It's been 10 months since I last posted anything here. One of the reason why I've suddenly decided to post something here is that I don't think anyone really reads this blog anymore. Basically this blog started off as something private. A place where I can pen down my observation and thought without worrying about people I know judging me. I've come to a realisation that tumblr is basically stupid and twitter is filled with stupid people. I mean how much thought does anyone put in when they churn out a 140 character post complaining about the most insignificant things. And seriously it doesn't take much to take a crappy photo off the net, slap on some irrelevant caption and post it multiple times.
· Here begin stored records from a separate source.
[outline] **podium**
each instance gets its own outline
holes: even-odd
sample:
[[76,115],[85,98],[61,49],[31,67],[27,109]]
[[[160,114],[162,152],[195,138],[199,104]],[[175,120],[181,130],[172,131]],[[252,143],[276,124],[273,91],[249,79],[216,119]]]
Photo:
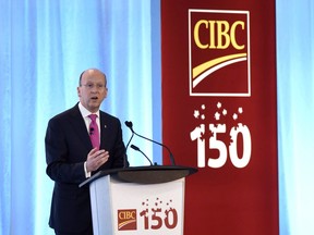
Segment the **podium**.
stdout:
[[183,234],[185,177],[197,170],[177,165],[100,171],[89,184],[95,235]]

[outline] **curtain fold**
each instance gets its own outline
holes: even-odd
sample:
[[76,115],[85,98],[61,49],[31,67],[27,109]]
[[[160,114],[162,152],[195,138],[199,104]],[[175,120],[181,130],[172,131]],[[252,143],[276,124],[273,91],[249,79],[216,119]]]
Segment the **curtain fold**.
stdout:
[[280,234],[314,234],[314,3],[276,7]]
Whatever happened to the days when people actually bothered to take the time to think and write out something that is really important? Is society really moving that fast to warrant a restriction on how people's thoughts can only be restricted to a mere 140 characters? It's tragic that majority of posts on such websites have neither quality nor quantity. I'm not saying that my posts here are top notch but at the very least I put in real effort to write all of this.
I've perused through old posts in this blog and I've come to realise how much things have changed in just a year. Back then, I was a very simple person with few needs and desires. I was actually happy with the way my life was and I nothing bothered me at all. Unfortunately I wasn't forward looking and the mistakes I've made probably ruined everything. Being in a good Junior College was probably one of the best things to have happened to me but being the lazy arse that I was, I had to drop out. Big mistake. I just ruin things for myself really.
That's not the only thing that bothers me. I never appreciated what mattered most to me until I lost it. I guess that's just the way humans work. It's the little things that matter the most such as friends and it takes a lot to fix things once they go wrong. If I could turn the clock back, I would be in a totally different place. Sure I might be a square and close minded, but I would most definitely be a much better person.